I'm sitting in a crinkly green camping chair, watching embers die.
I don't wanna think about my Uncle right now, so I think about something else.
The fire was built last night by Glenn and Morales. Then Lori came along this morning very quietly and made it alive again with logs and wads of notebook paper. Thinking about facts is easy. It's like sucking on a plain candy that tastes like nothing. There's a navy-blue blanket across my lap with three holes in it, perfect for nibbling, poking, and ripping. Dale gave it to me when the cold settled in this afternoon. He told me he reckons it's around June, as he covered my shoulders, which used to be his niece's birthday.
He says she looked a little like me.

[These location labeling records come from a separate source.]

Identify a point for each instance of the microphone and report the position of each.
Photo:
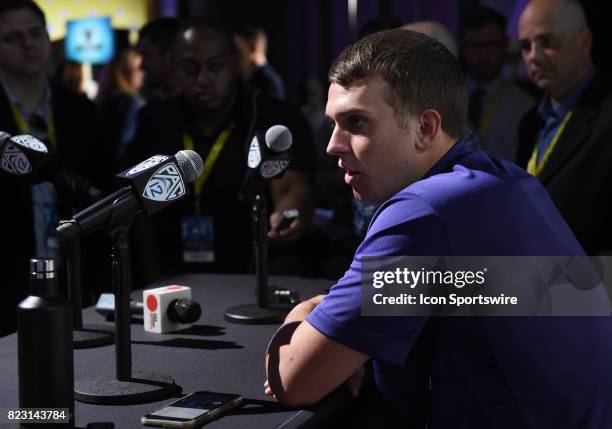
(27, 157)
(22, 155)
(269, 152)
(106, 306)
(151, 186)
(169, 308)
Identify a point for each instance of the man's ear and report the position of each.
(428, 127)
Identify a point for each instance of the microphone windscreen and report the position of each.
(29, 142)
(278, 138)
(190, 163)
(4, 137)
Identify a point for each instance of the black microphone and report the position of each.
(150, 186)
(29, 158)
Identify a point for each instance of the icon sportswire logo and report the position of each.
(165, 185)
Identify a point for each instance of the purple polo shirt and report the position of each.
(537, 372)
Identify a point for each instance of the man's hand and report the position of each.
(286, 235)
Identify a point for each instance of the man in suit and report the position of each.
(496, 104)
(565, 140)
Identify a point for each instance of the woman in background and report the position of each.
(118, 102)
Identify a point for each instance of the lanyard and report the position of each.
(533, 167)
(210, 159)
(487, 117)
(25, 128)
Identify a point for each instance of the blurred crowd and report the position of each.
(206, 85)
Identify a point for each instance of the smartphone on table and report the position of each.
(193, 410)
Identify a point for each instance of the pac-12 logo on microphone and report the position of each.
(14, 161)
(147, 163)
(165, 185)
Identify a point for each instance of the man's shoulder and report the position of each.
(75, 104)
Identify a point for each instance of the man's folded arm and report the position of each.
(303, 365)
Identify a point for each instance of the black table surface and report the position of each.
(212, 355)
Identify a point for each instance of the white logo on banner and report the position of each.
(270, 169)
(165, 185)
(14, 160)
(254, 157)
(147, 163)
(30, 143)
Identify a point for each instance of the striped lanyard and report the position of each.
(214, 153)
(533, 167)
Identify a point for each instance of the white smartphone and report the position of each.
(193, 410)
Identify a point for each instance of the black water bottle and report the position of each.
(44, 334)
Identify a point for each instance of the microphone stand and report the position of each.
(125, 387)
(262, 312)
(83, 336)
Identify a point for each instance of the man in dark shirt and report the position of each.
(565, 141)
(216, 116)
(65, 121)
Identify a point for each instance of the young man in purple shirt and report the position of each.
(397, 104)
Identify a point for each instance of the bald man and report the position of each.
(566, 140)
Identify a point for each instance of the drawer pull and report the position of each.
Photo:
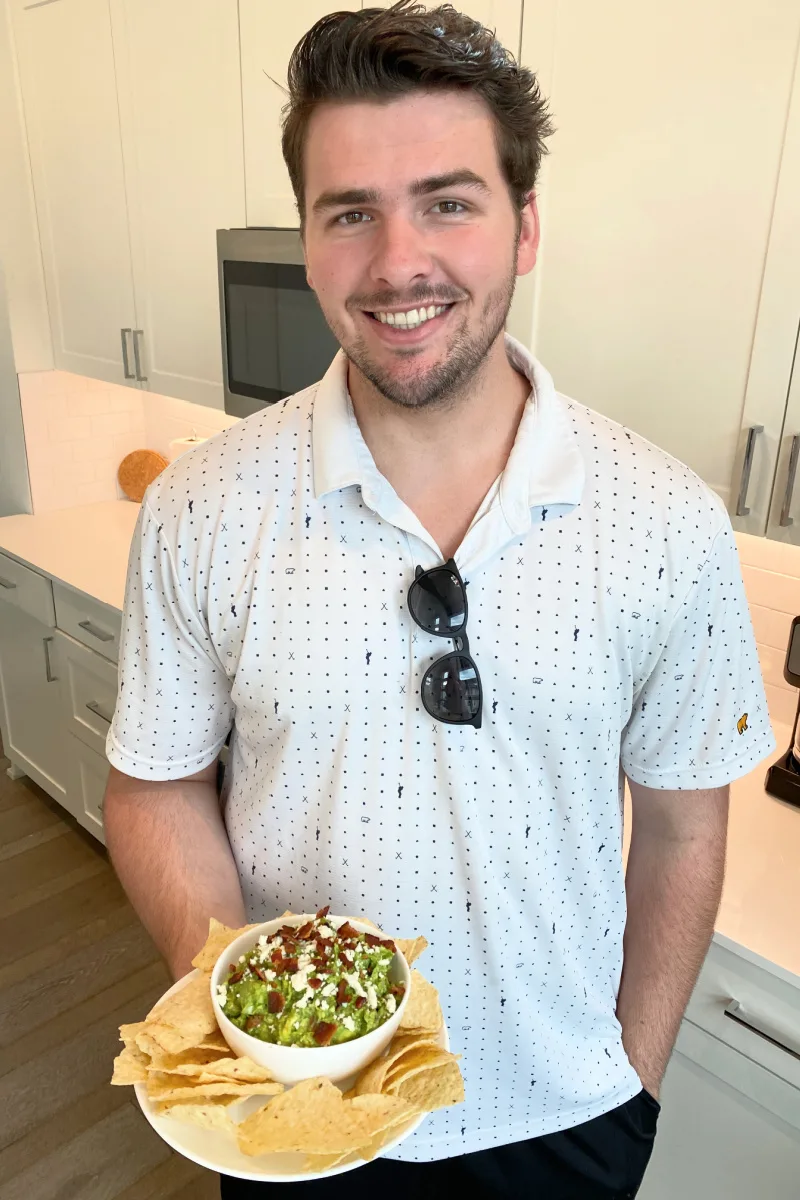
(48, 669)
(782, 1038)
(94, 707)
(102, 635)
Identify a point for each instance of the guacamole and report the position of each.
(312, 985)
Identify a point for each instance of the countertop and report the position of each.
(88, 547)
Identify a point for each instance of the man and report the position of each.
(467, 789)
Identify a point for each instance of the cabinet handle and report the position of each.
(126, 365)
(48, 672)
(94, 707)
(786, 520)
(96, 631)
(137, 359)
(785, 1039)
(741, 504)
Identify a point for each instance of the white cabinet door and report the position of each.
(715, 1144)
(66, 65)
(657, 202)
(32, 721)
(269, 34)
(180, 103)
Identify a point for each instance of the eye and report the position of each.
(354, 217)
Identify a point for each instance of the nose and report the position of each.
(401, 255)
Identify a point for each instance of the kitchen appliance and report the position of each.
(275, 340)
(783, 777)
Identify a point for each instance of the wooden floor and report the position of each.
(74, 964)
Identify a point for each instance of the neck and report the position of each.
(467, 437)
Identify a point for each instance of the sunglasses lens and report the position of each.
(451, 690)
(438, 604)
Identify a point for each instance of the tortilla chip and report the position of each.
(410, 947)
(214, 1069)
(130, 1067)
(208, 1115)
(218, 940)
(414, 1061)
(372, 1078)
(190, 1011)
(169, 1087)
(384, 1115)
(429, 1090)
(422, 1012)
(130, 1033)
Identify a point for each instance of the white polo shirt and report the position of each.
(268, 589)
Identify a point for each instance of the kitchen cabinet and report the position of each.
(136, 139)
(179, 87)
(657, 202)
(268, 39)
(731, 1102)
(65, 53)
(31, 717)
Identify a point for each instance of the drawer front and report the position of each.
(88, 690)
(88, 621)
(751, 1011)
(26, 589)
(89, 774)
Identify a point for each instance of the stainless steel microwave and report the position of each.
(275, 340)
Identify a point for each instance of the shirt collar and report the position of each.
(545, 465)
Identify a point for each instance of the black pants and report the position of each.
(600, 1159)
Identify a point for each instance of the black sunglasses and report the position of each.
(451, 687)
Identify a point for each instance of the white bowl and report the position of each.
(289, 1065)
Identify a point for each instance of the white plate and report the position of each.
(218, 1151)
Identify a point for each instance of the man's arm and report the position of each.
(169, 847)
(673, 882)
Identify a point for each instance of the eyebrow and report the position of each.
(353, 197)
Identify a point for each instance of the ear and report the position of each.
(529, 233)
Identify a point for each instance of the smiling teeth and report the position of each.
(411, 318)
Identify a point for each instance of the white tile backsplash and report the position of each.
(78, 430)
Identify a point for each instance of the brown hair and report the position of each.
(386, 53)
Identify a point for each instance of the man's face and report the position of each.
(408, 213)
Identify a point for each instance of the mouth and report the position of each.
(409, 324)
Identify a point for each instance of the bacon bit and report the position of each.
(324, 1032)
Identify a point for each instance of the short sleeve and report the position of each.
(701, 718)
(173, 707)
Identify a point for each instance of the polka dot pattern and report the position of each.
(266, 593)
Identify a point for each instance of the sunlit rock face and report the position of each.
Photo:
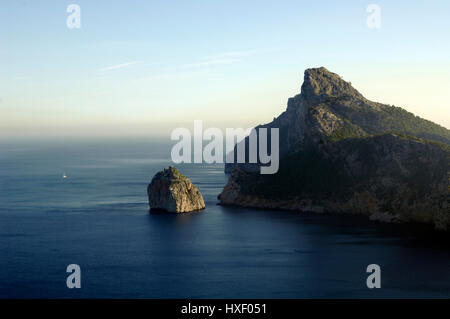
(340, 152)
(172, 192)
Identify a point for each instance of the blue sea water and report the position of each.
(98, 217)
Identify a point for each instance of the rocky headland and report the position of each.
(171, 191)
(342, 153)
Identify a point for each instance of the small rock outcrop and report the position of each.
(173, 192)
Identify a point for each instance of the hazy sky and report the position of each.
(144, 67)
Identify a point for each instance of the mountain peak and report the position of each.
(319, 82)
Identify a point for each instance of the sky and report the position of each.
(146, 67)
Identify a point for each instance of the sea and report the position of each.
(98, 218)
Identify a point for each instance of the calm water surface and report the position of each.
(98, 218)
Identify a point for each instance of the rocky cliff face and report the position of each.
(173, 192)
(344, 153)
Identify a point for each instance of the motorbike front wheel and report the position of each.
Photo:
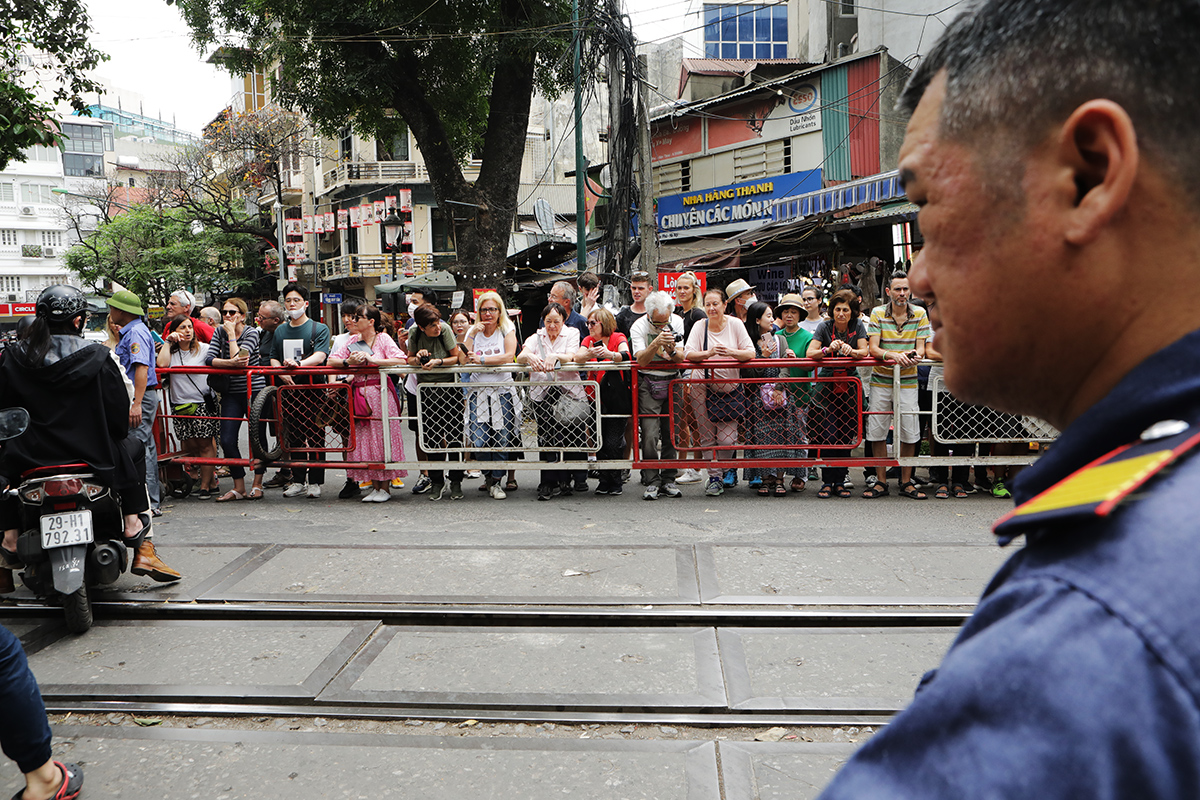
(77, 611)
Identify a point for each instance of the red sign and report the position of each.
(667, 281)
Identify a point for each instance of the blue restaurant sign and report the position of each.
(729, 209)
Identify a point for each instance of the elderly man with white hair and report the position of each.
(181, 304)
(658, 336)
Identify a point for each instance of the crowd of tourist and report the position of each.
(707, 391)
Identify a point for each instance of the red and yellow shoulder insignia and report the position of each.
(1099, 487)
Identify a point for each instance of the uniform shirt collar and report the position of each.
(1164, 386)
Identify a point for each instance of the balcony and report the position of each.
(363, 173)
(372, 266)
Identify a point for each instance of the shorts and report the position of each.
(881, 401)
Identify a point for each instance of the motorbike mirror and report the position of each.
(13, 422)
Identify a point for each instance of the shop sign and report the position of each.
(729, 209)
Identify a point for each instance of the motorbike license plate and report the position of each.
(66, 529)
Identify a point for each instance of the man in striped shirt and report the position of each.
(898, 334)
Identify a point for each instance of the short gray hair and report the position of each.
(659, 302)
(274, 307)
(568, 292)
(1017, 67)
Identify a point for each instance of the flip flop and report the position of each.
(71, 786)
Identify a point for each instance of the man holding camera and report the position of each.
(658, 336)
(898, 334)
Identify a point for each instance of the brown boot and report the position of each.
(148, 563)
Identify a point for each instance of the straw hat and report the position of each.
(790, 301)
(737, 288)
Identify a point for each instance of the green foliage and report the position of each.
(351, 60)
(54, 35)
(155, 251)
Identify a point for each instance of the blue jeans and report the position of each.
(483, 434)
(144, 433)
(25, 734)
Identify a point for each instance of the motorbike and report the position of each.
(71, 535)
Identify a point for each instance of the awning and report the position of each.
(436, 280)
(699, 254)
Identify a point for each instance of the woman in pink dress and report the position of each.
(369, 346)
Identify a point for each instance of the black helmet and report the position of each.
(59, 304)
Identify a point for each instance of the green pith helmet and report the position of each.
(127, 301)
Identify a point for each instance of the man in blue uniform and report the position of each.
(1053, 154)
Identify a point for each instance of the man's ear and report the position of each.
(1099, 148)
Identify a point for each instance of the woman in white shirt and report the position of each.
(719, 405)
(562, 410)
(492, 398)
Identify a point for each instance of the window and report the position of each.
(83, 138)
(36, 193)
(747, 31)
(79, 166)
(40, 152)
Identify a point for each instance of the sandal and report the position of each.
(71, 786)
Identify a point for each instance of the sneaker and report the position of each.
(281, 480)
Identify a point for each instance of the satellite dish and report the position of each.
(544, 215)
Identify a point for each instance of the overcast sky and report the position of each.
(153, 55)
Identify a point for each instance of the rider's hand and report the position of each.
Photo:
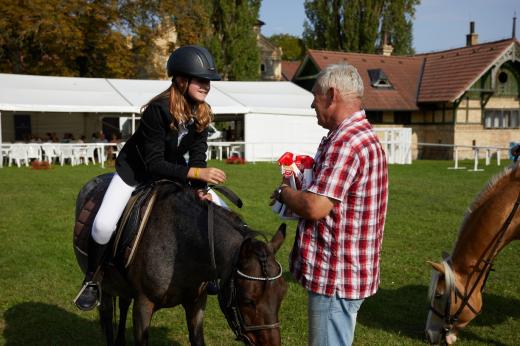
(204, 195)
(210, 175)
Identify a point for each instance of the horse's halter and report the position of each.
(450, 282)
(229, 305)
(451, 289)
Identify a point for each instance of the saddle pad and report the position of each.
(132, 224)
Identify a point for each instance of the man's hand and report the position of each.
(204, 195)
(275, 196)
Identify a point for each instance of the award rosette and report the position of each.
(297, 170)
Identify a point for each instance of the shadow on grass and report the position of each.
(403, 311)
(35, 323)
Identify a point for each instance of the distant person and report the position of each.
(174, 123)
(338, 240)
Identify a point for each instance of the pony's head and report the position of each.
(450, 307)
(252, 296)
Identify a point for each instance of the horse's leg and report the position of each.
(142, 315)
(106, 311)
(124, 304)
(194, 309)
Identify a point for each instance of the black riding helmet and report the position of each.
(192, 61)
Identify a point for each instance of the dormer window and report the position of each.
(378, 79)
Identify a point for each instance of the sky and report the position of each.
(438, 24)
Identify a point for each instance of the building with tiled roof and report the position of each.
(289, 68)
(463, 96)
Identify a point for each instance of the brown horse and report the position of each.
(492, 222)
(186, 243)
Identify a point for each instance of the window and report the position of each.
(402, 118)
(375, 117)
(501, 118)
(378, 79)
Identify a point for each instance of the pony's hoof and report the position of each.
(87, 298)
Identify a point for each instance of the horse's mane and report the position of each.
(187, 195)
(495, 184)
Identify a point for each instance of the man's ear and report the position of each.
(332, 95)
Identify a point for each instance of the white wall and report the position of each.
(268, 136)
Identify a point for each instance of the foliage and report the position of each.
(39, 276)
(233, 43)
(359, 25)
(292, 46)
(120, 39)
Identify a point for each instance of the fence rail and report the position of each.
(476, 153)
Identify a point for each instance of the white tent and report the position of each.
(280, 118)
(277, 115)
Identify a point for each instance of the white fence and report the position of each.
(478, 153)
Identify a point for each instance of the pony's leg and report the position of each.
(106, 311)
(194, 309)
(124, 304)
(142, 315)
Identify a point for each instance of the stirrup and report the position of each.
(86, 285)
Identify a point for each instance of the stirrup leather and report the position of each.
(83, 288)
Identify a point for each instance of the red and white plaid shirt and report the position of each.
(339, 254)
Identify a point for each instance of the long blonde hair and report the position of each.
(180, 109)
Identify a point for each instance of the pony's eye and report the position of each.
(247, 301)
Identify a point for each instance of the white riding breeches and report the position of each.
(114, 203)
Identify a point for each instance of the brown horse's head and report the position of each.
(450, 308)
(251, 298)
(491, 223)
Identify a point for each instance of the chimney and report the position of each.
(385, 49)
(513, 35)
(471, 38)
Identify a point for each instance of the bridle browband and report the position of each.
(229, 305)
(483, 274)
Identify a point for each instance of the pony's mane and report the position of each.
(235, 220)
(494, 184)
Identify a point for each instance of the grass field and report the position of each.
(39, 276)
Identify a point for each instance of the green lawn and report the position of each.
(39, 276)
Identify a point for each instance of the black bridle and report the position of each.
(228, 299)
(228, 293)
(483, 274)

That means she's dead. So many people are dead, now.
A thin log in the campfire cracks and tumbles over after trying to stay upright all morning. I hope I don't look like that log.
I can hear Officer Rick approaching. My stomach becomes a stone.
I can tell it's Rick because he's got one of them power walks that you can hear coming from a mile away, which I think makes him pretty stupid. He's loud, and loud is dangerous, and dangerous is stupid. My Dad's not like that. Unless he's angry or running, ain't nobody hearing my Dad coming; especially not no squirrels.
He's almost as big as my Grandpappy Dixon, who people used to say was as big as a house, and he wears super heavy boots from a hunting store near our house — but he's still not loud, or dangerous, or stupid. Not like Officer Rick.
"Hey, Harley."
I think I hate Officer Rick. I think I hate everyone.
And I think I might be crying now, too. I focus on twirling the blanket strings around my finger so I have something very simple to think about, which is that it hurts real bad when I twist it tight. I see Rick crouch down in front of me. He takes a while to say anything else, and it's prolly 'cause he's tryna be real careful, so he don't make me cry even more.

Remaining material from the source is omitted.